05/04/2018 07:51 AST

Dubai’s residential property market continued to soften in the first three months of this year, in line with analysts’ forecasts, with rental values recording a more pronounced fall than sales prices, according to consultancy Cavendish Maxwell’s latest market update.

“Upcoming supply will continue to impact occupancy levels in existing stock, thus putting further pressure on rents,” said Manika Dhama, senior consultant at Cavendish Maxwell, which compiles data from its Propertymonitor database on a quarterly basis to assess the market.

“Housing allowances for many expats are being realigned in line with changing business activity and hence their appetite for higher ticket properties remains low.”

The UAE property market has slowed in recent years on the back of a three-year oil slump that has caused job losses, crimped purchasing power, dampened demand and subsequently pushed sales and rental prices of residential units lower. Analysts predict the market will continue to decline, at a slower rate, for much of 2018 before bottoming out later this year.

Cavendish Maxwell said average residential property prices registered a year-on-year decline of 2 per cent in the first quarter of 2018, while rents declined by up to 5 per cent in some areas.

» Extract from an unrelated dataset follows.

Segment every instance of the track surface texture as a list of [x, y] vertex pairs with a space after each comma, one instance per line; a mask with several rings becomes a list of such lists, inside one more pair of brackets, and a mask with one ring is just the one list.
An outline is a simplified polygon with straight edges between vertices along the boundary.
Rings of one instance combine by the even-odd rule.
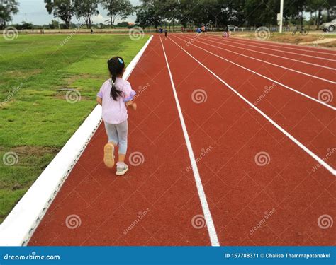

This is in line with expectations of real estate agents, according to an accompanying sentiment survey of Dubai agents conducted by Cavendish Maxwell. The majority of respondents polled in the survey predicted a five per cent fall in apartment and villa or townhouse prices, as well as rents in the first three months of this year. In the sales market, the was a degree of differentiation depending on the neighbourhood, the quarterly report showed. Jumeirah Beach Residence in Dubai witnessed a 2.5 per cent year-on-year decline, the sharpest fall in apartment category, while Jumeirah Islands recorded a 3 per cent drop, the steepest decline in the villa category in the the emirate.

Meanwhile, rental declines were most pronounced in Business Bay, Discovery Gardens, International City, Al Furjan Villas, the Springs and Jumeirah Golf Estates – all of which saw year-on-year declines of 5 per cent. Springs and Al Furjan villas communities saw an even bigger retreat in rental values, the report said.

Rent declines are expected to continue during the second quarter of 2018, Cavendish Maxwell said, particularly in areas with increasing supply and those located away from central business districts and public infrastructure.

“It has been a tenant-led market and increasing stock levels each quarter have provided ample opportunities for negotiation on base rents as well as payment terms such as number of cheques,” the reported noted.

Approximately 3,800 residential units were handed over in Dubai during the first quarter of 2018, and, as in 2017, off-plan properties accounted for 61 per cent of total transfers, the report said.

On the plus side, the available pool of properties is catering to a wider base of buyers, Ms Dhama said. “The average trading price for apartments during the first quarter was Dh1.2 million, and at around that price point, coupled with payment plans, more people can participate in the property market,” she told The National.